Originally posted by Raj Murthi: Ya reoraganizing query is the workaround
I'm not sure this really constitutes a 'workaround'. As I said earlier, even if the query was allowed to be executed, the performance impact in most systems would be awful. Customers would be calling you every five minutes saying the system is hung.
The database world is less pure than the java world in that you always have to take in to account the performance impact of every query you write. (you have to do this in java too but its not as common since the system can organize a lot of it for you). I'll give you a good example of when I encountered this in real life...

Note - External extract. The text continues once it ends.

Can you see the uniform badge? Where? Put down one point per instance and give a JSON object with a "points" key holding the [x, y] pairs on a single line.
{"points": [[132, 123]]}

I was using a provided web architecture that performed inserts into a database table and, as input, took an array of records to insert. So, I passed in about 200,000 records. I assumed the architecture would be smart enough to organize this for me, but it was not. It was making a single database connection for each record. This resulted in terrible performance that lasted *20 minutes* to import all the records.
In an alternate case I tried forcing it to do the entire insert in a single database call. This was better because it was only one database call but with a ton of data. This was a problem with bandwidth since it meant the server would have to keep a connection open for a very long time and the web server I was using often crashed because of timeout errors. In the case that it suceeded it still took about *5 minutes*.
In a final attempt, I wrote a chunk mechanism that inserted 1,000 records at a time basically making it 200 calls of 1,000 records each. This took *25 seconds* to insert all 200,000 records and never crashed.